You know the drill. There’s work, driving the kids to various activities, chores around the house, squeezing in time for visiting with family and friends – the normal-everyday-hustle-and-bustle.
If we’re not careful, we can quickly get swept away finding ourselves burned-out mentally, physically and spiritually. At a time like this, how can we think about embracing the moment?
Well, what if I told you that if you recognize yourself at this point, burned-out, then you’re halfway there – welcome to team awareness. To embrace the here and now, we must practice mindfulness – the practice of accepting the present moment.
Here are four tips that I frequently use to shift from team cray-cray to team present moment awareness.
Number 1: Stop being so hard on yourself
Understand that your mind is going to do its own thing and that’s okay. When we begin practicing mindfulness, I think there is a preconceived notion that we have to try hard to get it right by analyzing every little thing. Being motivated to practice mindfulness is fine, but it shouldn’t feel constrictive.
If your life is super-busy, please don’t beat yourself up thinking you have to practice every day for an hour. We have to set realistic goals and find creative ways to get our practice done. Perhaps it’s a quick breathing meditation in the car before walking into the office, or taking a few mindful breaths before going to bed, practicing mindfulness doesn’t mean you have to limit your creativity.
But remember part of mindfulness is accepting discomfort. Practice will not always be easy, so it’s important to be gentle with ourselves and to keep in mind that we are building a solid foundation of calmness, this will take time.
Number 2: Develop gratitude
I have never been great at expressing gratitude, but I’m getting better. One practice that has helped me is keeping a gratitude journal. Writing a list of gratitude before going to bed is such a beautiful, reflective practice.
Over time, writing a gratitude journal has allowed me to take the words off the page and express gratitude vocally to loved ones. The more gratitude you show, the more gratitude you experience – it’s so cliché but entirely true!
I believe gratitude is the core practice of embracing the now. If we find ourselves in a difficult situation, for example with a child as we’re trying to get out the door in the morning or maybe with a co-worker who is upset with us then if we express gratitude the situation will quickly resolve.
Number 3: Practice breathing meditation
If gratitude is the core practice of embracing the moment, then breathing meditation is the energy that powers that core.
Practicing breathing meditation is essential, so make sure to find a quiet place. Remember to be realistic; you don’t need an hour you can take five minutes in the car if that is the only quiet time you can get.
Gently close your eyes and focus on the sensation of the breath entering and exiting the nostrils. Again, remember your mind will do its own thing. If a thought pops up, observe it like a cloud and let it roll by giving it no attention, then return to the breath. The sensation of the breath is the object of the meditation, give this object your attention.
Begin by doing this for 5-10 minutes.

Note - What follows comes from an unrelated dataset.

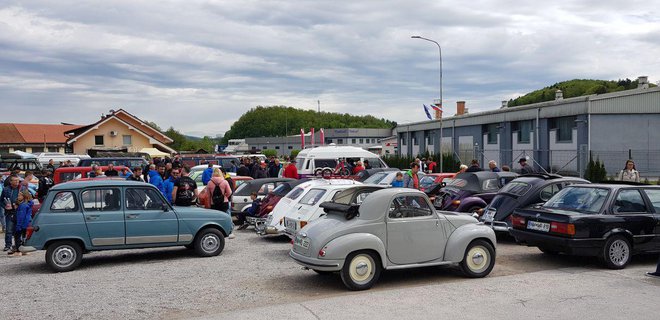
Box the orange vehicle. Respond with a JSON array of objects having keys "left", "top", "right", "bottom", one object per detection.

As you become more comfortable feel free to practice longer.
Number 4: Use mindful movement
Bringing it all together is the idea of conscious action. As you become more and more comfortable with breathing meditation, you can practice mindful movement during the meditation break.
This practice means we are mounting our breath with our actions – think Hatha or gentle yoga and practices like Qigong. With each movement, there is a breath.

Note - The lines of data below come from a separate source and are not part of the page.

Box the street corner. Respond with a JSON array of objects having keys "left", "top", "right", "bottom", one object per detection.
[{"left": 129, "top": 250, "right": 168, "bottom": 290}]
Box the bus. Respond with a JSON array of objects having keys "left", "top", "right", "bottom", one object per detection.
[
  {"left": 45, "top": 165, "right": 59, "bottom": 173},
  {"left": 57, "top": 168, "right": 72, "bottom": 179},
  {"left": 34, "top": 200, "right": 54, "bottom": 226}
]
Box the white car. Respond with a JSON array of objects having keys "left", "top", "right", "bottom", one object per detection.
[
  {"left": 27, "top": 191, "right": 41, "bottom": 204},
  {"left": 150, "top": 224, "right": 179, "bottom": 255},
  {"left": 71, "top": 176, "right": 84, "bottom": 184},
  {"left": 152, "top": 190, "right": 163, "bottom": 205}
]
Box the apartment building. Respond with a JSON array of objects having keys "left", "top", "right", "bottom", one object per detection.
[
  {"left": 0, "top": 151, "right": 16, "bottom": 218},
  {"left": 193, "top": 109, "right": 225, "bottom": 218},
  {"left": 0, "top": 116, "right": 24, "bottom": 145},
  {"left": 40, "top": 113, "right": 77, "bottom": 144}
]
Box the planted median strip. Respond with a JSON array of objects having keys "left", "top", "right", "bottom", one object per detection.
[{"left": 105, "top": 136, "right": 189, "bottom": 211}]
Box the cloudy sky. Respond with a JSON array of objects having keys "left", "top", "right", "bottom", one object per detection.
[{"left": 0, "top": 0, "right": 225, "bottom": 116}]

Many people like to practice walking meditation by slowing the steps and focusing on each level with a mindful breath. Over time we can apply the method to faster-paced activities like dance and running.
Eventually, it becomes second nature, and we bring our mindfulness practice out of mediation and into our day-to-day operations.
Embrace the Now
These four tips will help to integrate mindfulness into daily activities at work, home and around family and friends. With a gentle approach based on gratitude and powered by breathing meditation, we can see how embracing the moment is not as complicated as it seems.
As with anything, the more we practice mindfulness and meditation the easier it is to embrace the now, the present moment. With enough practice, you can find the silver lining in any situation thus turning it into a spiritual practice.
When we are rushing out the door with the kids in tow, we remember the virtue of patience. If a co-worker is making the office difficult, we recognize the virtue of compassion. While we clean around the house, we remember the virtue of gratitude.